With banks tightening credit to the property sector, developers should look at the stock market for capital, experts told a workshop on “Potential and opportunities for investment in property stocks on November 30.
Economist Bui Quang Tin said there were 60 listed property firms, including giants like Vincom, Van Phu Investment VPI, Everland EVG, and Sai Gon Co.op.
The stock market would be a good source for developers since they usually need long-term funds and large amounts and banks were squeezing credit the sector, he said.
The State Bank of Vietnam (SBV) has reduced banks’ use of short-term funds for medium- and long-term loans from the current 45% to 40% from January 1 next year, he said.
“Many property firms have achieved good results this year.

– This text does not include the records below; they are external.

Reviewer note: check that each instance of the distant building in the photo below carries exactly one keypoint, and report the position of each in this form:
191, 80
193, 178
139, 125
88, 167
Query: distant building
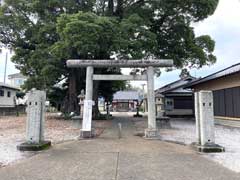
7, 95
124, 101
225, 85
173, 100
17, 79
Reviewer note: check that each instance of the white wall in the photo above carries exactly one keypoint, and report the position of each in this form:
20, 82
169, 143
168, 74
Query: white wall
6, 101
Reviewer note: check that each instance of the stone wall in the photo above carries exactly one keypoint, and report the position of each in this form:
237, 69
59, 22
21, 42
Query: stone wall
9, 111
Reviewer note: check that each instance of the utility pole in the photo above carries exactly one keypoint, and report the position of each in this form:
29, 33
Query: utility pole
5, 70
143, 97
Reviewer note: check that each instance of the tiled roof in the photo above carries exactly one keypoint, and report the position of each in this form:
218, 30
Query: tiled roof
176, 86
8, 86
222, 73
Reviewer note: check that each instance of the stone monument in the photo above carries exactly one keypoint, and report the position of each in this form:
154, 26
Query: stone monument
205, 123
81, 97
35, 122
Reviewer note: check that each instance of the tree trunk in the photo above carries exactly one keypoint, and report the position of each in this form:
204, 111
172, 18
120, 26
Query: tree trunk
70, 101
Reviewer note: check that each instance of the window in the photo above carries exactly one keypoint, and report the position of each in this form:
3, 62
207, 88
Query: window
169, 103
1, 92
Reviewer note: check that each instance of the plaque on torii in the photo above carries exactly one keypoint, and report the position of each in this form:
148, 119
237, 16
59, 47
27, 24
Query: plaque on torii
151, 130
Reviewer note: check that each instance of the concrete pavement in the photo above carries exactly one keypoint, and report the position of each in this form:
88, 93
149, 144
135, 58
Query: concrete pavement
110, 158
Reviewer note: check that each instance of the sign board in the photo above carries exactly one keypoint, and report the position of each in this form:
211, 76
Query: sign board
87, 115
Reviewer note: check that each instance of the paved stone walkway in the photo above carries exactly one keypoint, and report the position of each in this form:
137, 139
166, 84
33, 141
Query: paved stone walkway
110, 158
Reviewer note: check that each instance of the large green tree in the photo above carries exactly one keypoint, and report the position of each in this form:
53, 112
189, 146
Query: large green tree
44, 34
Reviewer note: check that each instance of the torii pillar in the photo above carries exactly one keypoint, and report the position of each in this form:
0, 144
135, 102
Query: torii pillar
151, 131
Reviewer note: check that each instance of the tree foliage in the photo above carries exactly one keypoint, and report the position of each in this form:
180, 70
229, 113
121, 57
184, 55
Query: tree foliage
45, 33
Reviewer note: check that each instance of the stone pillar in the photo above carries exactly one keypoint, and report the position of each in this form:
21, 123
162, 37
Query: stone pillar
205, 122
206, 117
196, 104
151, 131
35, 121
86, 131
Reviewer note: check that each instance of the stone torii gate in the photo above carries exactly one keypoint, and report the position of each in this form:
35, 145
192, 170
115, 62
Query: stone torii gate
151, 130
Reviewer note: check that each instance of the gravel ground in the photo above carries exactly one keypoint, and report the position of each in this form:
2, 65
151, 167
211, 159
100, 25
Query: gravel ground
12, 133
183, 131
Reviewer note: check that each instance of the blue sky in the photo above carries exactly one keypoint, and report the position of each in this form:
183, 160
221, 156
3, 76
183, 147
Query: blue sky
223, 27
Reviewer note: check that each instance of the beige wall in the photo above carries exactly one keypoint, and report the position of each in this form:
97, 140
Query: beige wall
7, 101
221, 83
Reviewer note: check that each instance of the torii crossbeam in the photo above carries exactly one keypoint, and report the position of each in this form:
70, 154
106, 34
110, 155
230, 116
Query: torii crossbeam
86, 130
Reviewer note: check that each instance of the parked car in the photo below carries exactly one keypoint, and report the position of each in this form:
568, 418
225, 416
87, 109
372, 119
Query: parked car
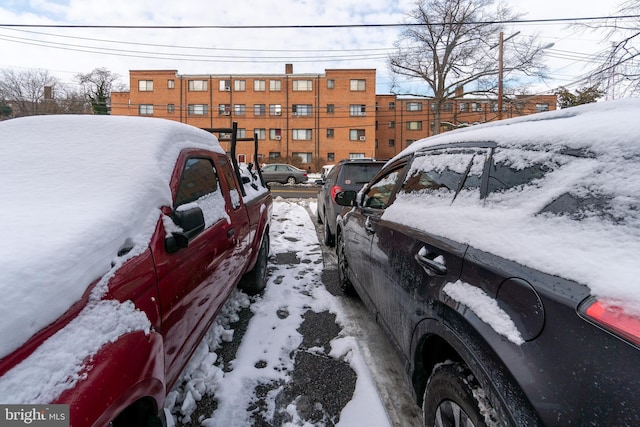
122, 238
502, 260
349, 174
283, 173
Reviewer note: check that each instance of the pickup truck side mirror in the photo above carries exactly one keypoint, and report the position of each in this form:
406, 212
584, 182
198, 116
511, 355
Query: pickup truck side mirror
192, 223
346, 198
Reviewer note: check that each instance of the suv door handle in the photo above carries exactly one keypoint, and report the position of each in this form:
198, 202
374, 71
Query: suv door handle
431, 267
368, 226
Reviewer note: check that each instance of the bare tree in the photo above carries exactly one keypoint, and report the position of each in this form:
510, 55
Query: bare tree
618, 71
453, 45
97, 87
29, 92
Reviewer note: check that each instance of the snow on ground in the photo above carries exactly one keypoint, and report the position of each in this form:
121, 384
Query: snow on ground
264, 354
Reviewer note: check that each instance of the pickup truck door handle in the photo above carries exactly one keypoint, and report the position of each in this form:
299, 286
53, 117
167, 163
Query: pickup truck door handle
431, 267
368, 226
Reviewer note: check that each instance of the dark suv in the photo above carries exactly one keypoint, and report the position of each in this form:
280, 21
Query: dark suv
502, 260
349, 174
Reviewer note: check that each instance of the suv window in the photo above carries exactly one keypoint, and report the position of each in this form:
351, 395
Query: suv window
446, 173
358, 173
379, 194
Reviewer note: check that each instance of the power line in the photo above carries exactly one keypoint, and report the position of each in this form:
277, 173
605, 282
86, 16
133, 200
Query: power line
312, 26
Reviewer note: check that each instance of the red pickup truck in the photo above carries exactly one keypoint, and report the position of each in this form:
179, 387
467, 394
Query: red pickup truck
122, 237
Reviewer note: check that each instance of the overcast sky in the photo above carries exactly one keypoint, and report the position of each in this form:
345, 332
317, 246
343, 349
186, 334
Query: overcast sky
67, 51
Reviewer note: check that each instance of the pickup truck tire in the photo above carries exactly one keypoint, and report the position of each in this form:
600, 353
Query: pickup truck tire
255, 280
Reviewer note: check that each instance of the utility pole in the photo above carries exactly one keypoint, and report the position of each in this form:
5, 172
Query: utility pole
500, 58
500, 68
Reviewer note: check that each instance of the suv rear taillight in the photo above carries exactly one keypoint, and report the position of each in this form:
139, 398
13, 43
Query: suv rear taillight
614, 318
335, 190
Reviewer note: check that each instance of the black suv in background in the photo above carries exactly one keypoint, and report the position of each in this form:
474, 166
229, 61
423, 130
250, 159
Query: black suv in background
349, 174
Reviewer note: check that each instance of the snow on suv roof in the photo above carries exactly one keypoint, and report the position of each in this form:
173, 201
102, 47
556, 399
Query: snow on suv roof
600, 127
76, 189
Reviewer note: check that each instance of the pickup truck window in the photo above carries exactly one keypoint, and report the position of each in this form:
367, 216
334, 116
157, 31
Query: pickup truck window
231, 180
198, 179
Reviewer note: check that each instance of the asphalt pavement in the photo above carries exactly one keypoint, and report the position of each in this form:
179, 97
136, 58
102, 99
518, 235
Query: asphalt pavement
320, 385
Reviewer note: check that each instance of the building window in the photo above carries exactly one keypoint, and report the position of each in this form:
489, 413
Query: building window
357, 110
358, 85
275, 134
275, 110
239, 85
197, 109
145, 109
356, 135
259, 109
239, 109
259, 85
224, 86
304, 157
224, 109
197, 85
145, 85
275, 85
301, 109
303, 85
261, 132
301, 134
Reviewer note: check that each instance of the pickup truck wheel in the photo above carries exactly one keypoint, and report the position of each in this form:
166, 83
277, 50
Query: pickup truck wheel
343, 265
453, 397
255, 280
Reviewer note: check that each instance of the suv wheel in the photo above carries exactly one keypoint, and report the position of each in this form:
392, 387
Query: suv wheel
453, 397
343, 265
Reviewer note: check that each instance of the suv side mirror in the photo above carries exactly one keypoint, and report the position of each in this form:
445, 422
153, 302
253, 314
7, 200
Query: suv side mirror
346, 198
192, 223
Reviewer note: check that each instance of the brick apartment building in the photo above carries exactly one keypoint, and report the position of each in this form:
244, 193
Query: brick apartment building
317, 118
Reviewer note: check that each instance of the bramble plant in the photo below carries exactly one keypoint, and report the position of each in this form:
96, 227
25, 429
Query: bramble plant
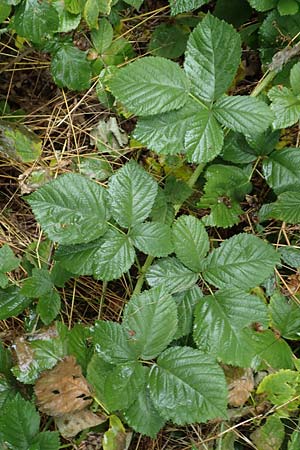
206, 292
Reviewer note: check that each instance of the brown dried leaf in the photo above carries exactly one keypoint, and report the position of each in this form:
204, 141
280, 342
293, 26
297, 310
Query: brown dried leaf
71, 424
240, 384
63, 389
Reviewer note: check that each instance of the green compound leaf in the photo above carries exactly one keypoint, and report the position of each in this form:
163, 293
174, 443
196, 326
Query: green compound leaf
285, 316
36, 20
123, 385
152, 238
70, 68
165, 133
243, 261
204, 137
151, 85
212, 58
48, 306
181, 6
188, 386
243, 114
8, 260
172, 274
115, 256
12, 302
142, 416
285, 105
132, 193
19, 423
287, 7
19, 143
112, 342
186, 302
219, 324
190, 241
263, 5
151, 321
71, 209
286, 207
282, 169
102, 37
269, 436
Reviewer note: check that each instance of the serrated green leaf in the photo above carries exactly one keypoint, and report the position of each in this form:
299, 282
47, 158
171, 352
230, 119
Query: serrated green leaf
46, 440
285, 316
8, 261
7, 391
211, 73
281, 388
287, 7
164, 133
74, 6
285, 105
91, 12
132, 193
35, 20
97, 371
243, 114
269, 436
286, 207
48, 306
70, 68
172, 274
102, 37
290, 255
142, 416
181, 6
151, 85
19, 143
282, 169
151, 321
219, 324
295, 79
243, 261
19, 423
112, 342
12, 302
263, 5
115, 256
190, 241
186, 302
188, 386
152, 238
78, 338
204, 137
168, 41
79, 259
123, 385
40, 283
270, 350
71, 209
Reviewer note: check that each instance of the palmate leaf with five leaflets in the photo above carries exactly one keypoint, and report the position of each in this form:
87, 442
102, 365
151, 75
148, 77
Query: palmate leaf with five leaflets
150, 86
219, 324
187, 386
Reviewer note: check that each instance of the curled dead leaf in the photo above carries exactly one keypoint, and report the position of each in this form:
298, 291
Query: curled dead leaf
240, 384
63, 389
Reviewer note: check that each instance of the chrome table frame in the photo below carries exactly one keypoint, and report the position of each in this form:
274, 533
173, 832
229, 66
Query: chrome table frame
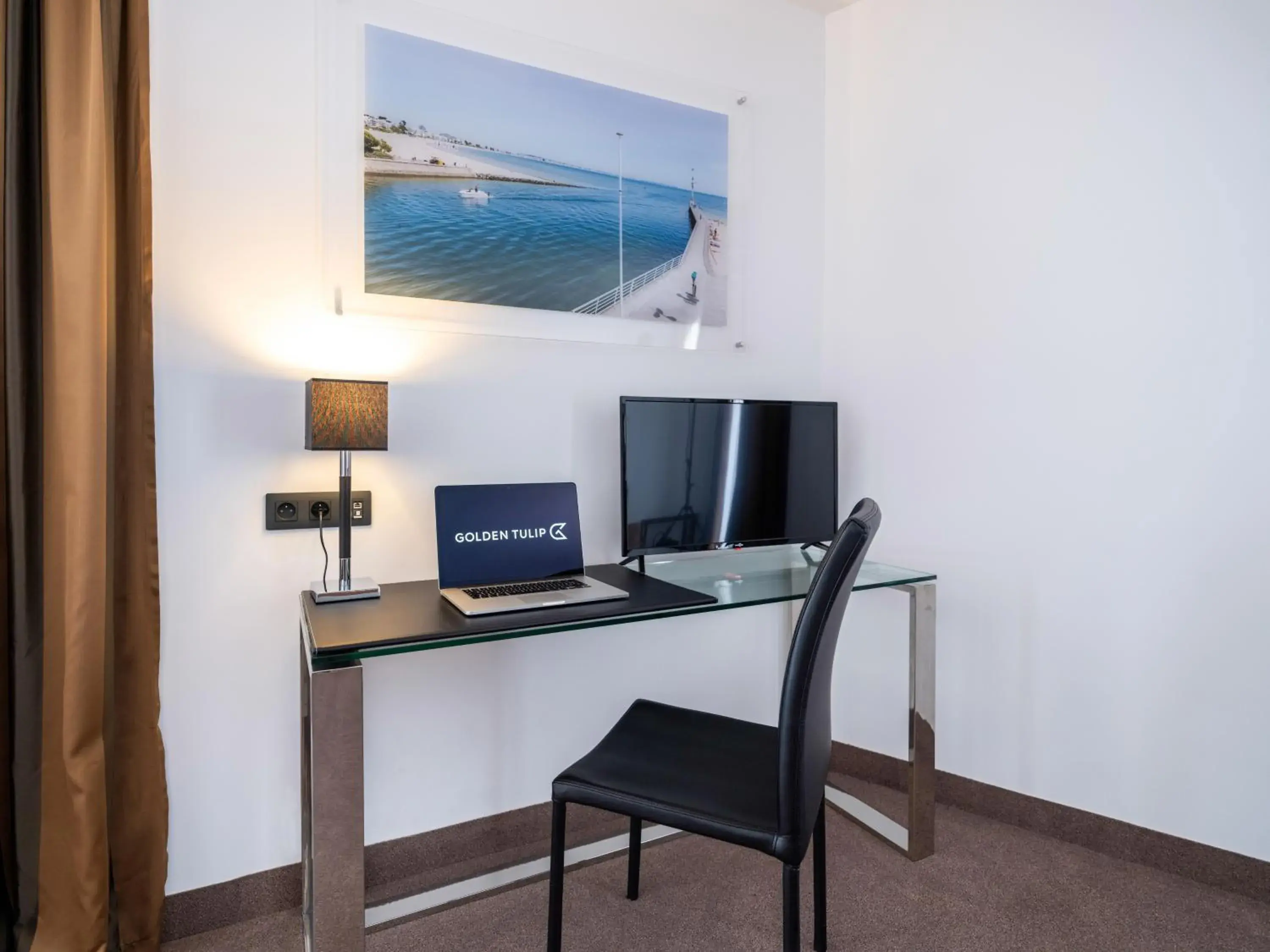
333, 806
916, 841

Their upbeat business performance has helped drive property stocks up.”
Besides, FDI would also be another source of funding for the property market with Vietnam currently being a magnet for foreign investment, he said.
FDI in the property market has been on the rise for the last three years.
In the first six months of this year, it surpassed US$5.5 billion, accounted for 25% of total foreign investment and was the second largest beneficiary after manufacturing, he said.
Su Ngoc Khuong, investment director at Savills Vietnam, said capital was not that big a problem for property developers who can raise it from other sources even if banks refuse them since they have had experience dealing with credit problems in 2008-09.
“The story of property firms now and in the next two to three years is about land. Without clean lands, they will have no place to build new projects or offer new products to the market.”
Without lands, they would not have the chance to tie up with foreign firms either, he added.